Rehabilitative services are critical. We advocate a criminal justice system built on the philosophy of healing rather than punishing.

The same report also explains that the population of inmates under the age of 21 can be as high as 15 percent at times, and the female incarcerated population on average represents 10 percent of the inmate population. Again, the special needs of these groups must be met, and we urge members of the Dutchess County government to consider alternatives to incarceration (ATIs) as they progress with their decision.

We must ask ourselves why so many young people are incarcerated from Dutchess County, and why so many of them are people of color? These questions must figure prominently into any conversation about a jail expansion or renovation.

In addition to our plea to the local government, we also call on the Vassar student body to stay informed about the jail expansion debate. Prison programs and courses on mass incarceration,

racism and the criminal justice system have enriched the educational and life experiences of  many students on campus. With this critical framework, we must stay involved and informed about the criminal justice system and the needs of incarcerated people in our own college town.

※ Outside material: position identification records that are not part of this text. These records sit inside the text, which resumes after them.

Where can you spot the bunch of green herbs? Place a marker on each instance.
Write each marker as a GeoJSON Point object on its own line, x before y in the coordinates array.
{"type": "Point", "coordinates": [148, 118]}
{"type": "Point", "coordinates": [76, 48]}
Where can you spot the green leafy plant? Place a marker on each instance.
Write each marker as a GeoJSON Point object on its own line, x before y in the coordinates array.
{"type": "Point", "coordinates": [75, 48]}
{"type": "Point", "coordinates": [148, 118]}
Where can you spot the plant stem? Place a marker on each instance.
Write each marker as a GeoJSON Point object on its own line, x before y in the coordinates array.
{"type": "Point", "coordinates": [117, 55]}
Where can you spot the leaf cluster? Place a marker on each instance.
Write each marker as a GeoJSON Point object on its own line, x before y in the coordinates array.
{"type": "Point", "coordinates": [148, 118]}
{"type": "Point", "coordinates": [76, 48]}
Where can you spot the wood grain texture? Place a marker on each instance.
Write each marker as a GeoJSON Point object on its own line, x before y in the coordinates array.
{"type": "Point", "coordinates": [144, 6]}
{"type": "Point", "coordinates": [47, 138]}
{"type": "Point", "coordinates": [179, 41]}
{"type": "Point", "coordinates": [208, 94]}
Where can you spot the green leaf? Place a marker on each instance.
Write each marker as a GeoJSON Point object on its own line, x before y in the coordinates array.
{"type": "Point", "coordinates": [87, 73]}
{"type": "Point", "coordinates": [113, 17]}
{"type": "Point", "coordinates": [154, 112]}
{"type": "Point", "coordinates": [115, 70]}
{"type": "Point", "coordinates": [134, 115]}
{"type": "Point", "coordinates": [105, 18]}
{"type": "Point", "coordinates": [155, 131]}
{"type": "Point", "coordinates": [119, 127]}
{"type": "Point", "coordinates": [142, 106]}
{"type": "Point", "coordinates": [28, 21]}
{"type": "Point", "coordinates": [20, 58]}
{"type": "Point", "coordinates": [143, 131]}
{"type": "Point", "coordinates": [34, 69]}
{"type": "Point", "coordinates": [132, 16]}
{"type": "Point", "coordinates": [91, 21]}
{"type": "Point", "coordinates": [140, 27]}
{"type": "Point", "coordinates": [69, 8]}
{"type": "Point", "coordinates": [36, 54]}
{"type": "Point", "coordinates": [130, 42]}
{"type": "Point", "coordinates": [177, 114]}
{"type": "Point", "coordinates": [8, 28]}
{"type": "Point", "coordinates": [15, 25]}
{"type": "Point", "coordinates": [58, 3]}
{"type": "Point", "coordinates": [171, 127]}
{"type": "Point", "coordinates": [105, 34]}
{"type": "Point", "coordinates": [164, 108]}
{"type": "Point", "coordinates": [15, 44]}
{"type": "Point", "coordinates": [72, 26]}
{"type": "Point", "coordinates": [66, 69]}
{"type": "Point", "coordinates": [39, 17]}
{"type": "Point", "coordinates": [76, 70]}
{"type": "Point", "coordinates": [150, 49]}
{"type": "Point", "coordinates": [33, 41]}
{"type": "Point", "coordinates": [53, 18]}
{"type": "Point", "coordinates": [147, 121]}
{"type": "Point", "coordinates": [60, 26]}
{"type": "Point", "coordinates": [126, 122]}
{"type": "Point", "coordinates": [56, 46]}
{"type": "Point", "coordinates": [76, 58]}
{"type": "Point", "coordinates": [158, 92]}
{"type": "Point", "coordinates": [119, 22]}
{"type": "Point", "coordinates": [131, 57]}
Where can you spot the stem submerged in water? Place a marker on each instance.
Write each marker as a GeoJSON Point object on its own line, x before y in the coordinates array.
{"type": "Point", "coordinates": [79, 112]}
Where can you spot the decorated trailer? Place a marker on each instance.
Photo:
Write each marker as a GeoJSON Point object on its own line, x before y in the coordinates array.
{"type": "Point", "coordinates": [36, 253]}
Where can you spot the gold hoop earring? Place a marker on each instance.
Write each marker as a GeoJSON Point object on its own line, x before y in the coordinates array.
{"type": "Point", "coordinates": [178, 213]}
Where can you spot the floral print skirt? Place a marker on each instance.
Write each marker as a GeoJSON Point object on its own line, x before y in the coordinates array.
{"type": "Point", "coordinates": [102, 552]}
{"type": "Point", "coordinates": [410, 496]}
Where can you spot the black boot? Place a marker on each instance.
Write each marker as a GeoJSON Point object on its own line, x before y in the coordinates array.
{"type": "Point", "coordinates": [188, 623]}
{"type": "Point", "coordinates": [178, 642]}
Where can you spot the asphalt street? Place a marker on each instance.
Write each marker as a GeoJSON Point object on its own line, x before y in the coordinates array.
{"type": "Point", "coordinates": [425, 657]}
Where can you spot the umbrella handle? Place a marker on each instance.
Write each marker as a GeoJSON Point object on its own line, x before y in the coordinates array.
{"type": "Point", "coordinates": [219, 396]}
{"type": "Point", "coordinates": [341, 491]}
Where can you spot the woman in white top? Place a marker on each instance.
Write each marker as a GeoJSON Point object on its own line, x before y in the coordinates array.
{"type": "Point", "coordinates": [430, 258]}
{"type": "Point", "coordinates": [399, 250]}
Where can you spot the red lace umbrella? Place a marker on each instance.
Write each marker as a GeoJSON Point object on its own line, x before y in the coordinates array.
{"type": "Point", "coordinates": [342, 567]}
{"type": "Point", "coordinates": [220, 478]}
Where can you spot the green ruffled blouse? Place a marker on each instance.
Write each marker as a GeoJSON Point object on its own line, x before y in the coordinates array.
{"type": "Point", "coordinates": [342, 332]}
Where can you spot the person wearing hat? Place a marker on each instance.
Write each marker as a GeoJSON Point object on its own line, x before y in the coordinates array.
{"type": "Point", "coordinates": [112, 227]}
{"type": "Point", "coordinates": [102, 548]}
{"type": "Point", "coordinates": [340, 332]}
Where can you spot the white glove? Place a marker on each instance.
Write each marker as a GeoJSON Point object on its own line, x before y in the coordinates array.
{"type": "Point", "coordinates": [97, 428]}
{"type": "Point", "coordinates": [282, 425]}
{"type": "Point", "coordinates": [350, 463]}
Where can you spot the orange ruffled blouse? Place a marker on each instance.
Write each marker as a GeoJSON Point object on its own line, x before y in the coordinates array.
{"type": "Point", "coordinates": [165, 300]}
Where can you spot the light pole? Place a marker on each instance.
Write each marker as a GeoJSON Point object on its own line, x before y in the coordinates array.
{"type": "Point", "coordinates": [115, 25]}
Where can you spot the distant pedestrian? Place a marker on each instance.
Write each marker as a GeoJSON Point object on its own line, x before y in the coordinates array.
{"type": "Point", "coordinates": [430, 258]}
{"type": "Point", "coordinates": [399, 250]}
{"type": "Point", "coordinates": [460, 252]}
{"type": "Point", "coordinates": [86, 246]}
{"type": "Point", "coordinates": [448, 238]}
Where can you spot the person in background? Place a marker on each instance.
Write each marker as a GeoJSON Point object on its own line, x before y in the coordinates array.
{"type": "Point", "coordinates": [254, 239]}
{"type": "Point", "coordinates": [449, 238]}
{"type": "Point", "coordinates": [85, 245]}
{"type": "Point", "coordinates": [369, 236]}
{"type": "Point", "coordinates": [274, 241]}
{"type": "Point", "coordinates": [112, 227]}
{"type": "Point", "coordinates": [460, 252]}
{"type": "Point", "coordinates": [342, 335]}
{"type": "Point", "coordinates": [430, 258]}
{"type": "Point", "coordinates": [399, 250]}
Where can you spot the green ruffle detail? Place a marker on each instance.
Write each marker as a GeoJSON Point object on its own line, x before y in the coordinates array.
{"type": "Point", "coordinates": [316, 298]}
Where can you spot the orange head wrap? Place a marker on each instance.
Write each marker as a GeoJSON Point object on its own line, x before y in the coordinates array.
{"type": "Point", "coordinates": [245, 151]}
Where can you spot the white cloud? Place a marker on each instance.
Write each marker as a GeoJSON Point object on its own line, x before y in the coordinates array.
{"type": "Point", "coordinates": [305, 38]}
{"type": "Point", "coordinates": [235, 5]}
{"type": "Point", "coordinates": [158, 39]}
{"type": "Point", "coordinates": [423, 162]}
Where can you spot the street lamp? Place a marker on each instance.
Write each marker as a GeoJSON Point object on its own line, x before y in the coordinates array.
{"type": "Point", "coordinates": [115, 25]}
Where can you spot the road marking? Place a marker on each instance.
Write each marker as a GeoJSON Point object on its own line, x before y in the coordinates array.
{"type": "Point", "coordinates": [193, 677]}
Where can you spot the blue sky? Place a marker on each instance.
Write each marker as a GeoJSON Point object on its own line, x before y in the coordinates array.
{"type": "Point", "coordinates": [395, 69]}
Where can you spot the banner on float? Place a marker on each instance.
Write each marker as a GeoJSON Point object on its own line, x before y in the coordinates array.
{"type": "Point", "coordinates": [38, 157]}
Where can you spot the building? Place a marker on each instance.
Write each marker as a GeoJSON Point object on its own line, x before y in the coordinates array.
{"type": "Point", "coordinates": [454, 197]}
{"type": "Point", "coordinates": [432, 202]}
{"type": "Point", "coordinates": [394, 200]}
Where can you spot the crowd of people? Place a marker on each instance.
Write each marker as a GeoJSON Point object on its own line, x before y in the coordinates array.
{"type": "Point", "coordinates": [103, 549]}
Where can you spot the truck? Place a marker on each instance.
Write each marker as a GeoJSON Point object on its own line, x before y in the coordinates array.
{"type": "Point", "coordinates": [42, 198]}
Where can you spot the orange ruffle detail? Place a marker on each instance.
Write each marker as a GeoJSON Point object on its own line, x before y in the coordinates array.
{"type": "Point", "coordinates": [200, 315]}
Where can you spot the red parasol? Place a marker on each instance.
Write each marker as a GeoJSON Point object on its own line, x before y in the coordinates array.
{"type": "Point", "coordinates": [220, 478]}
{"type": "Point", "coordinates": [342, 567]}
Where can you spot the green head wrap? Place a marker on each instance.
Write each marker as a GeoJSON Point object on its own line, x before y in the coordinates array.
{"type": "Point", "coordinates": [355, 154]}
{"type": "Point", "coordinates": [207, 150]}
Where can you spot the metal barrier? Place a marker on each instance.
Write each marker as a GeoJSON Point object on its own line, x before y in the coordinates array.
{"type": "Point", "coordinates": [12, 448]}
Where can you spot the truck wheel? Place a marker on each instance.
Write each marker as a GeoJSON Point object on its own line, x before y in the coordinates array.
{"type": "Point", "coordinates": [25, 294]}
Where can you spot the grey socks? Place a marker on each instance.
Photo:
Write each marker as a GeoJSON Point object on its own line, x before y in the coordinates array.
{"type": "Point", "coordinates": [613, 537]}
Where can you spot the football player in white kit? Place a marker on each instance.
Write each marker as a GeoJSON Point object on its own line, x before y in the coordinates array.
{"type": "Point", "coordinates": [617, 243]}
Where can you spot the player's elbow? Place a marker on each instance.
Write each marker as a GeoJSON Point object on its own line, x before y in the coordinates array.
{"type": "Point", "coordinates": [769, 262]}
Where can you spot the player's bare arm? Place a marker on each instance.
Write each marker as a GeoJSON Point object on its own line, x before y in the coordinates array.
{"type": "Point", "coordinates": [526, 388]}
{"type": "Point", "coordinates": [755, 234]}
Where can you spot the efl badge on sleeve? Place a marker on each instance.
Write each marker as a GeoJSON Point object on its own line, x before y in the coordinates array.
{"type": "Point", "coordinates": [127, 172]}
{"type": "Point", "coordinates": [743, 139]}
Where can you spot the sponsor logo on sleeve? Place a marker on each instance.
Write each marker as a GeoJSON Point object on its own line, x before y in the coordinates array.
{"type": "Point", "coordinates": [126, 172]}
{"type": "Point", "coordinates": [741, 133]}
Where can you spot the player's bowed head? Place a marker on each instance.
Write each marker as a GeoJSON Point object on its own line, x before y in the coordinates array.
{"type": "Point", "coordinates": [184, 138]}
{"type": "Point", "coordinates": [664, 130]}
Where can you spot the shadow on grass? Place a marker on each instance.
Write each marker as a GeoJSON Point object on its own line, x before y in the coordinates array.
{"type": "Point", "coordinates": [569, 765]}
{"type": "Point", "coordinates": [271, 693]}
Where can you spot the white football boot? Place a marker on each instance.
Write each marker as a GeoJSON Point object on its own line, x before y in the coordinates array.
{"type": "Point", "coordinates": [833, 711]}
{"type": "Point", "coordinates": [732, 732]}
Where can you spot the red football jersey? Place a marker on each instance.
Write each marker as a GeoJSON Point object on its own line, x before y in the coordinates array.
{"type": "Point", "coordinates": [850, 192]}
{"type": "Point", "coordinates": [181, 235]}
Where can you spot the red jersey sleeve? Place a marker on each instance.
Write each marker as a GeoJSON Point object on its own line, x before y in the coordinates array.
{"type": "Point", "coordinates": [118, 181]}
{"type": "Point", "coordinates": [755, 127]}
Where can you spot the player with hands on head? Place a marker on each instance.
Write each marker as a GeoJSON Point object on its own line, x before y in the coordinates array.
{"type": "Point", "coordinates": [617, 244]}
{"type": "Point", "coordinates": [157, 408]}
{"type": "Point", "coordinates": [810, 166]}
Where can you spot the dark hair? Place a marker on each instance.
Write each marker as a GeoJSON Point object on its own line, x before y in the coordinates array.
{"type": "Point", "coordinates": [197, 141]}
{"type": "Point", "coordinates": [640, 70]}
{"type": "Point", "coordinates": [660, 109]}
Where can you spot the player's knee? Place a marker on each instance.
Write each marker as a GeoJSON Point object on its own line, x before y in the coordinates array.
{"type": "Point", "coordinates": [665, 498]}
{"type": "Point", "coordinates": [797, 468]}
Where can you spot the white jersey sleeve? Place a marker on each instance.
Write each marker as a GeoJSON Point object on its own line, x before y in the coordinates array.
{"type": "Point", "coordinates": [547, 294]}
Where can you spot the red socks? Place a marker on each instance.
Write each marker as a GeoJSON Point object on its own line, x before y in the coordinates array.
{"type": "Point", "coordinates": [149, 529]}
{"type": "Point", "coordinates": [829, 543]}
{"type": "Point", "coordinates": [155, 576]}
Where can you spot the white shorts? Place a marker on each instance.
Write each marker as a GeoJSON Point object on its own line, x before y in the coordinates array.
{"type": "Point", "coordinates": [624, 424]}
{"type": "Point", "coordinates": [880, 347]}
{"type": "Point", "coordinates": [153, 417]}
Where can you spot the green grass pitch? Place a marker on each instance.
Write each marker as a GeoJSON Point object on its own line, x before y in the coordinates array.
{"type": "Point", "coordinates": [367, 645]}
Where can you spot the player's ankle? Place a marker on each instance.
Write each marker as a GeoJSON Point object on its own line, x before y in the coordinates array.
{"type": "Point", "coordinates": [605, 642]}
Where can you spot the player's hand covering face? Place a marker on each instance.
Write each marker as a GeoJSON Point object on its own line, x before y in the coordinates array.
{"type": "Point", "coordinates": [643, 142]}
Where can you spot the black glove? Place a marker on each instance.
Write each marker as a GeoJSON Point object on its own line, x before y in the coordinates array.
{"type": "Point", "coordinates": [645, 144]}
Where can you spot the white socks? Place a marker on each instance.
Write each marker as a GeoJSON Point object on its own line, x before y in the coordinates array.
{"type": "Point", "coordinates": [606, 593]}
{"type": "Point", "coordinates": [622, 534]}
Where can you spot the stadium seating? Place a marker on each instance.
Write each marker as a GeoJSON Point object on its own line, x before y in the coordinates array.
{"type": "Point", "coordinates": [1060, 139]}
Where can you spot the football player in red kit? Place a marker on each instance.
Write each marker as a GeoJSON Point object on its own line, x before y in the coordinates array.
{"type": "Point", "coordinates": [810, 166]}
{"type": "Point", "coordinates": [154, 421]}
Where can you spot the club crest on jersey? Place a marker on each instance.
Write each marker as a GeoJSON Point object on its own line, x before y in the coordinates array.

Vassar College is a part of Dutchesßßs County, and our campus shares an definite bond with the local community. It is critical that Vassar students remain informed and engaged with everything going on outside its boundaries. Participating in this discussion about the Dutchess County Jail is a great place to start.


—The Staff Editorial represents the opinion of at least 2/3 of the Editorial Board.

One Comment

  1. Building a new jail seems short sighted without knowing for whom we are building this jail. The decision to build a jail begs several questions:
    1. Who are we jailing and for what crimes?
    2. What percentage of these inmates go to prison, receive probation, mandatory substance abuse treatment?
    3. What percentage have documented mental health diagnoses?
    4. What percentage could be diagnosed with either substance abuse or mental health diagnoses?
    5. What percentage have developmental disabilities?
    6. What percentage are homeless?
    7. What percentage have mental illness and require Assisted Outpatient Treatment (court ordered treatment).
    8. what percentage failed in outpatient substance abuse treatment? What percentage could have succeeded in the “appropriate” level of substance abuse care?
    9. What percentage could we have avoided jail and sent straight to services ie. drug treatment?
    10. What percentage needed the system to dig just a little deeper to understand what was led to the criminal behavior.
    I believe building another jail does not really solve the problem because we have not identified the problem.